Chitosan is the direct derivative of chitin obtained by partial deacetylation under alkaline conditions [38], shares characteristics similar to its precursor. Still, chitosan has more applications in the chemical areas, nutraceutical, and pharmaceutical industries [16][42]. It has hydrophilic and antimicrobial properties, being necessary for the production of biomaterials [38]. It is interesting for application in drug delivery systems, emphasizing the development of chitosan-based nanosystems to treat inflammatory diseases such as RA [43]. Studies have pointed out that chitosan exerts anti-inflammatory, antioxidant, antimicrobial, antitumor, and hypocholesterolemic activity [44][45][46][47].

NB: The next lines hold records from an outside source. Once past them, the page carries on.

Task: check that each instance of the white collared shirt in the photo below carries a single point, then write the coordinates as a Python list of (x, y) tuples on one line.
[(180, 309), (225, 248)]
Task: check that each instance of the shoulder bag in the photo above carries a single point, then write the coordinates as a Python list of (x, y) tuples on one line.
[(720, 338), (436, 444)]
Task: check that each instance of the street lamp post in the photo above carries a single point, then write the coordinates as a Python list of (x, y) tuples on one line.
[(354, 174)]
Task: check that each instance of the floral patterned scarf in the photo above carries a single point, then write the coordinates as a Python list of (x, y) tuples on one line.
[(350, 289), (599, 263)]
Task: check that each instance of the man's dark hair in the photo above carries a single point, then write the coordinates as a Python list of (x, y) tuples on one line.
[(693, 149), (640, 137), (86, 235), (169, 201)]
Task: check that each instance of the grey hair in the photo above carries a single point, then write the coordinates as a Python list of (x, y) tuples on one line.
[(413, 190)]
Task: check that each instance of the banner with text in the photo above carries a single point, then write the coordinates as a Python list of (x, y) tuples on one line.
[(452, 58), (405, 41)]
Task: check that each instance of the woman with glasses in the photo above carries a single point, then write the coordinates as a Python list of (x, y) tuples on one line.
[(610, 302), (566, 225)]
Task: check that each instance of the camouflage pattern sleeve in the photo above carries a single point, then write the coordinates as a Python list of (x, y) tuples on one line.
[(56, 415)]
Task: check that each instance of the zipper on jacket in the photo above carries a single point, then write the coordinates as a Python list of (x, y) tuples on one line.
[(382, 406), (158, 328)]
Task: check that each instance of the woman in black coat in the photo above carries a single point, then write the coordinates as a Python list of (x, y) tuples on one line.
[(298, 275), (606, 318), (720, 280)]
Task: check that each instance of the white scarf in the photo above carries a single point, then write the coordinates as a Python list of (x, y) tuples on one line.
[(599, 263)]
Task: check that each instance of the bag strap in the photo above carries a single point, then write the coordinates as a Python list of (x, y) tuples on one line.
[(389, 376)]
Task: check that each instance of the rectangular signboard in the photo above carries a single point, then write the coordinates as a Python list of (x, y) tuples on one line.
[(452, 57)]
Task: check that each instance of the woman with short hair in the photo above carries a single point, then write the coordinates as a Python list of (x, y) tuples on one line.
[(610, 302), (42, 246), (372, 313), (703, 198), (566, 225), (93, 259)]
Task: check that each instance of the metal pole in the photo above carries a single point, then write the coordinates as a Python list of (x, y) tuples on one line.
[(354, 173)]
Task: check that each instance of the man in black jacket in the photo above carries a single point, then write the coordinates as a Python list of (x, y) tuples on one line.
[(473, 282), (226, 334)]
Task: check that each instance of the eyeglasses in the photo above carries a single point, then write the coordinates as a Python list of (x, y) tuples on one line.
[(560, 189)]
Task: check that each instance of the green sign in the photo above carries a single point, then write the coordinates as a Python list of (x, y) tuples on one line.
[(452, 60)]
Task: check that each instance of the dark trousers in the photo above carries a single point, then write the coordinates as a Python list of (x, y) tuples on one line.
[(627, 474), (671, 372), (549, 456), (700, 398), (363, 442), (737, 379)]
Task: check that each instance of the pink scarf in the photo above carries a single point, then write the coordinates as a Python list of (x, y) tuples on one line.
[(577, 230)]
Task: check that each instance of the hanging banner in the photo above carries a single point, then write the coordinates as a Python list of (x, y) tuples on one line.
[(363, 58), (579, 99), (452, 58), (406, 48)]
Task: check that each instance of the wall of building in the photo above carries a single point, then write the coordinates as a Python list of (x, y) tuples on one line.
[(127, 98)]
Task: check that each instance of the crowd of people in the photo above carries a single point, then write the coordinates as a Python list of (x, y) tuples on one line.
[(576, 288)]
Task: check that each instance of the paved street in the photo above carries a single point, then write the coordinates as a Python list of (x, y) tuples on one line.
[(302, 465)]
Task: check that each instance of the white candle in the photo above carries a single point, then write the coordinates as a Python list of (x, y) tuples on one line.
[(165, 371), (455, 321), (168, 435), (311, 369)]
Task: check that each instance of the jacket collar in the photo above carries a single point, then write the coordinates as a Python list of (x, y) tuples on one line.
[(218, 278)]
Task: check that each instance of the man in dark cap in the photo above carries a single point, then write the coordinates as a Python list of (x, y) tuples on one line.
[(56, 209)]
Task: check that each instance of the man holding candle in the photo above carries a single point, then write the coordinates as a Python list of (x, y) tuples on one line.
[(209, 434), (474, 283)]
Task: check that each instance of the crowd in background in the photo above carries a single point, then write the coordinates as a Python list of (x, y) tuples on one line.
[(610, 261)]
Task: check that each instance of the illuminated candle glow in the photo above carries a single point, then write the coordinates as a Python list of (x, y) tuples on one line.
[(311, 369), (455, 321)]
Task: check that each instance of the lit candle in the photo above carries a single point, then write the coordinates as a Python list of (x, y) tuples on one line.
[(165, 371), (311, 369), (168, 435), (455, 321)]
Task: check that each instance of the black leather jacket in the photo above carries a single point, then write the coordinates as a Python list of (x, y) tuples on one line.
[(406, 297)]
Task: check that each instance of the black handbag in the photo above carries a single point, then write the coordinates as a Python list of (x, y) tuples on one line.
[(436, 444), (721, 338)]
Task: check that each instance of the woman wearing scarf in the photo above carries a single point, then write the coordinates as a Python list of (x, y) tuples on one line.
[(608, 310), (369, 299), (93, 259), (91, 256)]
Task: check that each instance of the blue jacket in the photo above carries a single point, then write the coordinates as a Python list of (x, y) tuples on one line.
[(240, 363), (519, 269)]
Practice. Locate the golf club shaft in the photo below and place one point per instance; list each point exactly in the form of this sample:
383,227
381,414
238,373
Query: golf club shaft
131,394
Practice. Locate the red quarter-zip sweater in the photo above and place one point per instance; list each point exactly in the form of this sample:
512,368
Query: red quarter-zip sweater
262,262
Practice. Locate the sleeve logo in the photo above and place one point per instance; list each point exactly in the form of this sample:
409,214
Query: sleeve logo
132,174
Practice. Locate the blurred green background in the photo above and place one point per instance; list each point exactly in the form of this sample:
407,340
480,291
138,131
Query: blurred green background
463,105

2.3. Alginate—Polysaccharides

Alginate is a natural polysaccharide composed of building blocks of 1,4-linked (-d-mannuronic acid) (M) and (-l-guluronic acid) (G), which vary in proportion forming alginate compounds with different chemical and physical characteristics [48][49]. The primary sources of Alginate are brown seaweed such as Ascophyllum nodosum, Laminaria hyperborea, Saccharina japonica, Macrocystis pyrifera, and Laminaria digitata [50]. It is bioactive with biocompatibility, low cost, low toxicity, gelling agent, and stabilizer of solutions, which make it interesting for various biomedical applications [51], nutraceuticals, and cosmetics [52]. It is used to treat wounds, and there are already at least 12 commercially available alginate-based dressings with promising results due to its immunogenic, antibacterial, and procoagulant activities [50][53].

2.4. Peptides

Peptides play numerous bioregulatory roles of extreme importance. Those of marine origin stand out for having unique molecular mechanisms [54]. They offer enormous possibilities for the study of several secondary metabolites, which have high specificity and low toxicity. Therefore, they constitute an opportunity to identify new prototypes of drugs and products, expanding their applications in the pharmaceutical and biomedical industry [54][55]. Bioactive peptides usually have 3–20 amino acid residues organized in different sequences, determining distinct structures and properties [56]. Given the various possible compositions, they can perform different biological activities such as antiviral, antifungal, anticancer, antidiabetic, antioxidant, anticoagulant, antihypertensive, immunomodulatory, analgesic, and calcium-binding properties, and most marine peptides have antimicrobial activity [57][58]. The extraction of marine bioactive peptides is made from bacteria, mainly marine cyanobacteria, microalgae such as Chlorella vulgaris (green algae), marine sponges, and their associated microorganisms [57][59].

2.5. Fatty Acids

Fatty acids (FA) are carboxylic acids with different carbon numbers and double bonds. According to the structure and biochemical properties they are classified into two broad groups, saturated FAs that do not contain double bonds in their carbon structure and unsaturated FAs that include double bonds in their composition and are subdivided into monounsaturated FAs (MUFAs) or polyunsaturated FAs (PUFAs) [60][61]. PUFAs are classified into two categories: (i) Omega-3 (n-3 PUFAs), which mainly includes α-Linolenic acid (ALA), eicosapentaenoic acid (EPA), and docosahexaenoic acid (DHA); (ii) Omega-6 (n-6 PUFAs), which includes linoleic acid (LA); y-linoleic acid (GLA) and arachidonic acid (AA) [62][63]. They are synthesized by the human organism but need to be also ingested through diet, being classified as essential FAs due to their enormous importance participating in various metabolic processes throughout human life [63] and constitute the phospholipids that form the cell membrane [64]. They act significantly in inflammatory responses with participation as substrates for the biosynthesis of inflammatory mediators, cellular receptors’ activation, and modulation of membrane fluidity to alter cell function [65][66][67]. Omega-3 rich oils, especially DHA and EPA, can be extracted from seafood such as algae and fatty fish, the best are salmon, sardines, tuna, herring, and trout [62][68]. Marine fatty acids play essential anti-inflammatory activities and studies have pointed out that they can be used in the treatment of RA, promoting clinical improvements [69][70][71][72].